Çağdaş Sözlük

An ~ آن

Kamus-u Fransevi - An ~ آن maddesi. Sayfa: 38 - Sira: 11

Qu'est-ce que An آن , le sens du mot آن. A propos آن turque. Dictionnaire de langue ottomane

آن fransızca ne demek, آن anlamı, manası, fransızca osmanlıca sözlük

آن ماذا تقصد الفرنسية آن وسائل الفرنسية آن معنى الفرنسي، قاموس العربية الفرنسية

An ~ آن güncel sözlüklerde anlamı:

AN ::: En kısa bir zaman. Lahza. Dem. Cüz'i bir zaman.

aN ::: f. Uzağı gösteren işâret ismi. Şu. Bu. O. * Güzellik câzibesi. Melâhat. Güzellik. * Cemi edâtı. Kelimenin sonuna getirilerek cemi' yapılır. Meselâ: Âlimân: Âlimler. Anân: Onlar. Merdân: Adamlar. İnsanlar. Zenân: Kadınlar.Kelimenin sonuna getirilerek sıfat edatı yapılır: Ters: Korku. Tersân: Korkak.Kelimeyi zarf yapar. Güyân: Söyliyerek.

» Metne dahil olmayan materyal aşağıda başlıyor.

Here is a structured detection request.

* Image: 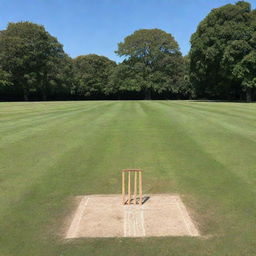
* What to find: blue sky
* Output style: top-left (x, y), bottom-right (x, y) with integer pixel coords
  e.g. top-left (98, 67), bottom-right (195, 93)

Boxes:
top-left (0, 0), bottom-right (256, 62)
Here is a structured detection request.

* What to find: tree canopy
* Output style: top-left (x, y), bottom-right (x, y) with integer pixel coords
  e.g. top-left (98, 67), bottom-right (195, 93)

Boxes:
top-left (0, 22), bottom-right (66, 100)
top-left (0, 1), bottom-right (256, 101)
top-left (115, 29), bottom-right (183, 99)
top-left (190, 1), bottom-right (256, 101)
top-left (73, 54), bottom-right (116, 97)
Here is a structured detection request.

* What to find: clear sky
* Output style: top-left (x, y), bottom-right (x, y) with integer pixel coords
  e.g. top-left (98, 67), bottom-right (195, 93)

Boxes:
top-left (0, 0), bottom-right (256, 62)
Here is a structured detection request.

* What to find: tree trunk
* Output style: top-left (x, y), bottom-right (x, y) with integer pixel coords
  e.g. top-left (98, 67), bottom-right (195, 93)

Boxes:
top-left (144, 89), bottom-right (151, 100)
top-left (246, 87), bottom-right (252, 102)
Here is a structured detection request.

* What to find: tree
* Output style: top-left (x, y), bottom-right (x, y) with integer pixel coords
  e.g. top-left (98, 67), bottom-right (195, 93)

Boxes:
top-left (73, 54), bottom-right (116, 97)
top-left (0, 22), bottom-right (65, 100)
top-left (190, 1), bottom-right (256, 101)
top-left (116, 29), bottom-right (182, 99)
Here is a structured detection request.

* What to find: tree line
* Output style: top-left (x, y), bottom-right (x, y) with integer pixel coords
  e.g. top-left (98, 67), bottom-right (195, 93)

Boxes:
top-left (0, 1), bottom-right (256, 101)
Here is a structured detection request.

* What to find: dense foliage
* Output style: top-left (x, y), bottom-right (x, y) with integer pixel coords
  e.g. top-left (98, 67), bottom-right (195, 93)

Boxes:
top-left (115, 29), bottom-right (183, 99)
top-left (190, 2), bottom-right (256, 101)
top-left (0, 1), bottom-right (256, 101)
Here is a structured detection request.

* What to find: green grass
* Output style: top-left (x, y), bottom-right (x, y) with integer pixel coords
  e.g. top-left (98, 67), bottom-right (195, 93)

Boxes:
top-left (0, 101), bottom-right (256, 256)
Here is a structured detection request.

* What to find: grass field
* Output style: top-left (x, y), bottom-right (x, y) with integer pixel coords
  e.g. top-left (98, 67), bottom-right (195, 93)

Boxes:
top-left (0, 101), bottom-right (256, 256)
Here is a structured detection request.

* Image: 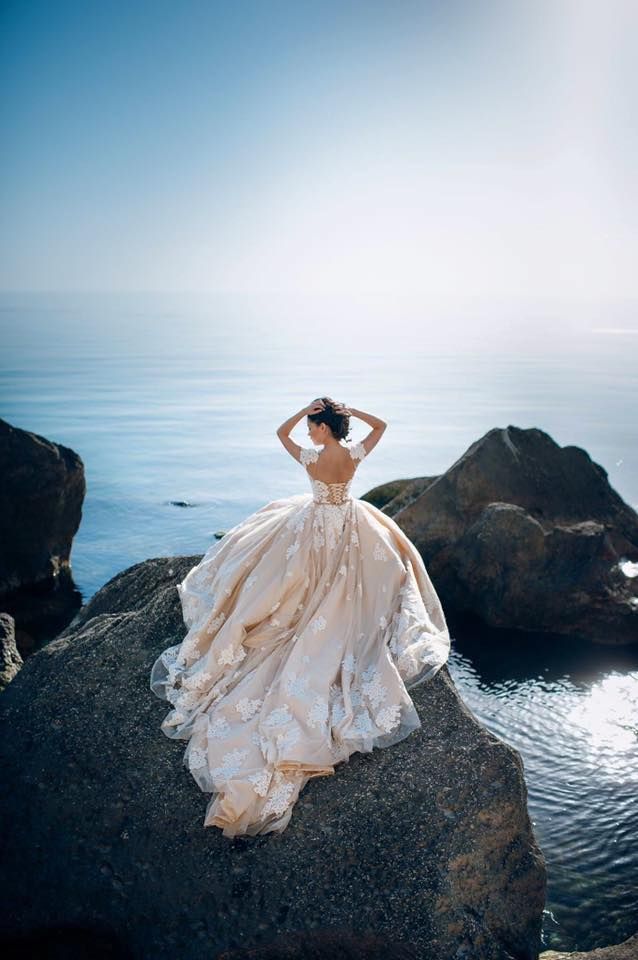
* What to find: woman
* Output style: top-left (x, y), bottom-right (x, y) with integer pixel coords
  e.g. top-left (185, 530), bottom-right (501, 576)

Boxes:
top-left (150, 397), bottom-right (450, 837)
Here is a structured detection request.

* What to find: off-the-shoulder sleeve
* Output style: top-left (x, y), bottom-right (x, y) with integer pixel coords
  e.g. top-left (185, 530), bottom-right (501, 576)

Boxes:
top-left (299, 447), bottom-right (319, 467)
top-left (348, 441), bottom-right (366, 461)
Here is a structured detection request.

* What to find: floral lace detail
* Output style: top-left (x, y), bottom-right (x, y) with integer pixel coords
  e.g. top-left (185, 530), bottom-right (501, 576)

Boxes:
top-left (285, 673), bottom-right (308, 697)
top-left (235, 697), bottom-right (264, 721)
top-left (348, 441), bottom-right (366, 461)
top-left (217, 645), bottom-right (246, 667)
top-left (361, 670), bottom-right (388, 707)
top-left (341, 653), bottom-right (357, 674)
top-left (182, 670), bottom-right (213, 692)
top-left (188, 747), bottom-right (208, 770)
top-left (264, 703), bottom-right (293, 727)
top-left (248, 770), bottom-right (272, 797)
top-left (372, 540), bottom-right (388, 561)
top-left (208, 714), bottom-right (230, 740)
top-left (262, 770), bottom-right (295, 817)
top-left (308, 474), bottom-right (352, 507)
top-left (276, 720), bottom-right (301, 750)
top-left (299, 447), bottom-right (319, 467)
top-left (286, 540), bottom-right (301, 560)
top-left (211, 749), bottom-right (249, 779)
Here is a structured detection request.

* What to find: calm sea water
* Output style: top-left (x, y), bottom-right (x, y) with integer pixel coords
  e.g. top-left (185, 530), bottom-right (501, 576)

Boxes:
top-left (0, 294), bottom-right (638, 950)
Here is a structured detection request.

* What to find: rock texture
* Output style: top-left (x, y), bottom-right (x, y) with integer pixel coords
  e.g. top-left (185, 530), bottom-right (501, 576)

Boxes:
top-left (380, 426), bottom-right (638, 644)
top-left (0, 419), bottom-right (86, 596)
top-left (0, 557), bottom-right (546, 960)
top-left (0, 613), bottom-right (22, 691)
top-left (539, 933), bottom-right (638, 960)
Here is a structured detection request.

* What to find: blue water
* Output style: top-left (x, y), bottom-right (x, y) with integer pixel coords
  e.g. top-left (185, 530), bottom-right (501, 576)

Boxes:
top-left (0, 294), bottom-right (638, 950)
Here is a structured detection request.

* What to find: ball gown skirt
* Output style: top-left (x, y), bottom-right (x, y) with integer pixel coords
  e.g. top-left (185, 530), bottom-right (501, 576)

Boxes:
top-left (150, 443), bottom-right (450, 837)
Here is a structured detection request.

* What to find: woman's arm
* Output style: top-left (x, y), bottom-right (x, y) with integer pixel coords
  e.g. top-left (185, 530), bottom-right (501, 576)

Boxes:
top-left (348, 407), bottom-right (387, 431)
top-left (347, 407), bottom-right (387, 456)
top-left (277, 400), bottom-right (323, 463)
top-left (277, 400), bottom-right (323, 437)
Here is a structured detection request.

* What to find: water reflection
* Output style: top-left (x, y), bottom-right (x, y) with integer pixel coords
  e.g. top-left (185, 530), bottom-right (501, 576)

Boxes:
top-left (449, 624), bottom-right (638, 950)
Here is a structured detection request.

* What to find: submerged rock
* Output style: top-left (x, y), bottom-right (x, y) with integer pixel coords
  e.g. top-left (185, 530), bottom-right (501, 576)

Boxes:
top-left (377, 426), bottom-right (638, 644)
top-left (538, 933), bottom-right (638, 960)
top-left (0, 557), bottom-right (546, 960)
top-left (0, 419), bottom-right (86, 655)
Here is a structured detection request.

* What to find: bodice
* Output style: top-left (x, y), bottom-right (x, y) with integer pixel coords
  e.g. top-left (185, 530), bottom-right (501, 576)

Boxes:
top-left (308, 474), bottom-right (352, 504)
top-left (300, 442), bottom-right (366, 506)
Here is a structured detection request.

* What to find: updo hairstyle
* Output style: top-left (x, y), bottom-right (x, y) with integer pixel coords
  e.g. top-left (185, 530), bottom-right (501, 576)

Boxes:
top-left (308, 397), bottom-right (350, 440)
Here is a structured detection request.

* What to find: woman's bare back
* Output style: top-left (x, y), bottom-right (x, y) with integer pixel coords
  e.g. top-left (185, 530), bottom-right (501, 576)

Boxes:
top-left (306, 444), bottom-right (358, 483)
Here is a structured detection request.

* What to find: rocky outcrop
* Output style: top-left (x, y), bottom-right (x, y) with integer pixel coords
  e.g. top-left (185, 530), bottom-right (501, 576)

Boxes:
top-left (0, 557), bottom-right (545, 960)
top-left (0, 613), bottom-right (22, 691)
top-left (0, 419), bottom-right (86, 654)
top-left (539, 933), bottom-right (638, 960)
top-left (0, 419), bottom-right (86, 595)
top-left (380, 426), bottom-right (638, 644)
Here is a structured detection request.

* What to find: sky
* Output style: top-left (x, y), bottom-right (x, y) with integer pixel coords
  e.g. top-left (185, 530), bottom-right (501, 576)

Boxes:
top-left (0, 0), bottom-right (638, 300)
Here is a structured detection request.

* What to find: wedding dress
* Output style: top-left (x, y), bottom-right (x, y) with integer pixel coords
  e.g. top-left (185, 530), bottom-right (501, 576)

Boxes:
top-left (150, 443), bottom-right (450, 837)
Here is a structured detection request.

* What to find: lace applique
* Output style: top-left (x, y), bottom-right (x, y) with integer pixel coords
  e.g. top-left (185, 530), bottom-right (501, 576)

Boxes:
top-left (372, 540), bottom-right (388, 561)
top-left (262, 770), bottom-right (295, 817)
top-left (341, 653), bottom-right (357, 674)
top-left (182, 670), bottom-right (213, 691)
top-left (285, 673), bottom-right (308, 697)
top-left (361, 670), bottom-right (388, 707)
top-left (348, 441), bottom-right (366, 461)
top-left (217, 645), bottom-right (246, 667)
top-left (277, 721), bottom-right (301, 750)
top-left (248, 770), bottom-right (272, 797)
top-left (264, 703), bottom-right (293, 727)
top-left (299, 447), bottom-right (319, 467)
top-left (286, 540), bottom-right (301, 560)
top-left (208, 715), bottom-right (230, 740)
top-left (188, 747), bottom-right (208, 770)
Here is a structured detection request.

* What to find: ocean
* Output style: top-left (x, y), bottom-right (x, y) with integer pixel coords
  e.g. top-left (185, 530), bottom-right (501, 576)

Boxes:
top-left (0, 293), bottom-right (638, 950)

AN ::: Arabçada harf-i cerrdir. Ekseri ismin, kelimenin başına getirilir. Türkçe karşılığı "den, dan" diyebiliriz. Bedel için olur. Meselâ: $Ona bedel ben geldim, cümlesinde olduğu gibi. Tâlil için olur. Bu'd yerinde kullanılır. Zarfiyyet için, mücâveze için ve harf-i cerr olan "min" mânasına, "bâ" mânasına, istiâne için, zâid olur. (Te'kid için) Temim kabilesinin an'anesine göre, hemzeyi, ayn harfine benzeterek "En: "yerinde (An: ile telâffuz edilir. Cânib (taraf, cihet, yan) mânasına da gelebilir.

ân ::: (f. i.) : 1) güzellik cazibesi, alım. 2) (f. s. c. : ânân) : şu, bu.

ân ::: (a. i. c. : ânât, evân) : lâhza, pek az bir zaman.

ân-be-ân ::: gittikçe, yavaş yavaş.

- ân ::: (f. e.) : 1) cemi, * çoğul edatı. şâh-an şahlar. Zen-ân : kadınlar.' 2) sıfat edatı. Hiras-ân : korkak. 3) kelimeyi zarf yapar. Gûy-ân : söyleyerek.

ân ::: en kısa zaman.

An :::


  1. Zamanın bölünemeyecek kadar kısa parçası, lahza
    Örnek: Emaneti bir an önce evine götürseler, iyi olur. A. İlhan

  2. İki tarla arasındaki sınır.

  3. Zihin.

ân ::: -dan , çoğul eki -ler , -lar , alım , cazibe , an

ân ::: ‬an

an ::: ‬den

an ::: -dan

ân ::: ‬çoğul eki -ler

ân ::: -lar

ân ::: zarf yapan ek -erek

ân ::: -arak

ân ::: ‬alım

ân ::: cazibe

ân ::: hava

ân ::: (f. i.) 1) güzellik cazibesi, alım. 2) (f. s. c. : ânân) : şu, bu.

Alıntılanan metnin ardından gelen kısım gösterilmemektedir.